La decollazione di San Giovanni Battista

La decollazione di San Giovanni Battista

di Don Ruggero Gorletti

COMMENTO AL VANGELO DI GIOVEDI’ 29 AGOSTO 2024

Dal vangelo secondo Marco 6,17-29

In quel tempo, Erode aveva mandato ad arrestare Giovanni e lo aveva messo in prigione a causa di Erodìade, moglie di suo fratello Filippo, perché l’aveva sposata. Giovanni infatti diceva a Erode: «Non ti è lecito tenere con te la moglie di tuo fratello». Per questo Erodìade lo odiava e voleva farlo uccidere, ma non poteva, perché Erode temeva Giovanni, sapendolo uomo giusto e santo, e vigilava su di lui; nell’ascoltarlo restava molto perplesso, tuttavia lo ascoltava volentieri.
Venne però il giorno propizio, quando Erode, per il suo compleanno, fece un banchetto per i più alti funzionari della sua corte, gli ufficiali dell’esercito e i notabili della Galilea. Entrata la figlia della stessa Erodìade, danzò e piacque a Erode e ai commensali. Allora il re disse alla fanciulla: «Chiedimi quello che vuoi e io te lo darò». E le giurò più volte: «Qualsiasi cosa mi chiederai, te la darò, fosse anche la metà del mio regno». Ella uscì e disse alla madre: «Che cosa devo chiedere?». Quella rispose: «La testa di Giovanni il Battista». E subito, entrata di corsa dal re, fece la richiesta, dicendo: «Voglio che tu mi dia adesso, su un vassoio, la testa di Giovanni il Battista». Il re, fattosi molto triste, a motivo del giuramento e dei commensali non volle opporle un rifiuto.
E subito il re mandò una guardia e ordinò che gli fosse portata la testa di Giovanni. La guardia andò, lo decapitò in prigione e ne portò la testa su un vassoio, la diede alla fanciulla e la fanciulla la diede a sua madre. I discepoli di Giovanni, saputo il fatto, vennero, ne presero il cadavere e lo posero in un sepolcro.

COMMENTO

Il male ha una brutta caratteristica: è diffusivo di sé. Cioè da un male piccolo ne viene uno grande. Se lasciamo spazio al male, nella nostra vita, le conseguenze saranno peggiori di quello che pensiamo. Questo brano di vangelo ce lo testimonia. Veniamo ai fatti. Il re Erode da un banchetto per il suo compleanno, banchetto a cui partecipano, come è ovvio, le persone più in vista del suo Paese. Un consesso, probabilmente, di uomini non più tanto giovani. Una ragazza, Salomè, figlia di Erodiade, la moglie del fratello di Erode che ha abbandonato il marito legittimo e ora vive con il re suo cognato, entra nella sala del banchetto, e incanta i suoi anziani spettatori con la sua bellezza e le sue movenze. Li ammalia al punto da far perdere la testa a re Erode, che si lascia andare a parole sconsiderate: «qualsiasi cosa mi chiederai, te la darò, fosse anche la metà del mio regno». La ragazza corre dalla madre. Non sa cosa chiedere. È una bella ragazza, capace di ammaliare, ma è vuota: può chiedere quello che vuole e non sa cosa chiedere. Erodiade, la madre, prende la palla al balzo, e trova il sistema di liberarsi della fastidiosa presenza di Giovanni Battista, che le rimproverava pubblicamente la sua relazione adulterina: Erodiade era, diremmo oggi, una «divorziata-risposata», aveva cioè abbandonato il proprio coniuge legittimo per convivere con un altro uomo, il re Erode, che tra l’altro era fratello del marito.
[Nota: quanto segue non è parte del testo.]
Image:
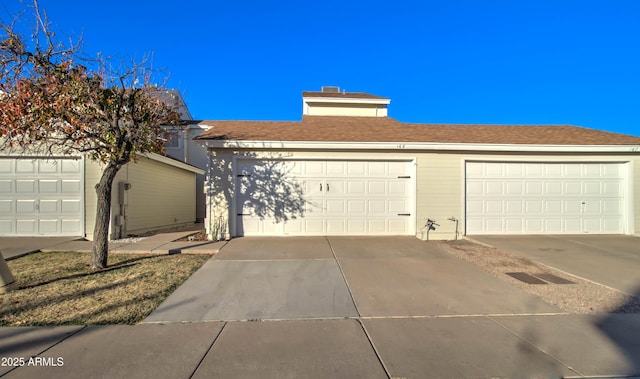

La ragazza entra di corsa nella sala, non le pare vero di avere tutti gli occhi addosso, e aggiunge particolari suoi alla richiesta della madre, facendola propria: vuole subito, su un vassoio, la testa del Battista.

La richiesta riempie di tristezza Erode, ma oramai non ha più la forza di dire di no. Si trova impastoiato nelle conseguenze della propria stupidità. E il banchetto termina con l’orrore di una testa mozzata che passa su un vassoio in mezzo ai commensali.

Da un balletto un po’ lascivo ci è scappato il morto. Un male piccolo ne ha prodotto uno più grande. Ma questo è potuto succedere perché il tutto si è sviluppato nel contesto di una situazione di peccato abituale: la relazione illecita tra Erode e la cognata Erodiade. Il peccato genera male e morte, anche se ci alletta. Chiediamo al Signore di darci la forza di opporci al peccato, in particolare di non cadere in situazioni di peccato abituale, di darci la forza di uscirne, se ci siamo finiti. Perché il peccato rovina la nostra vita: quella presente e quella eterna.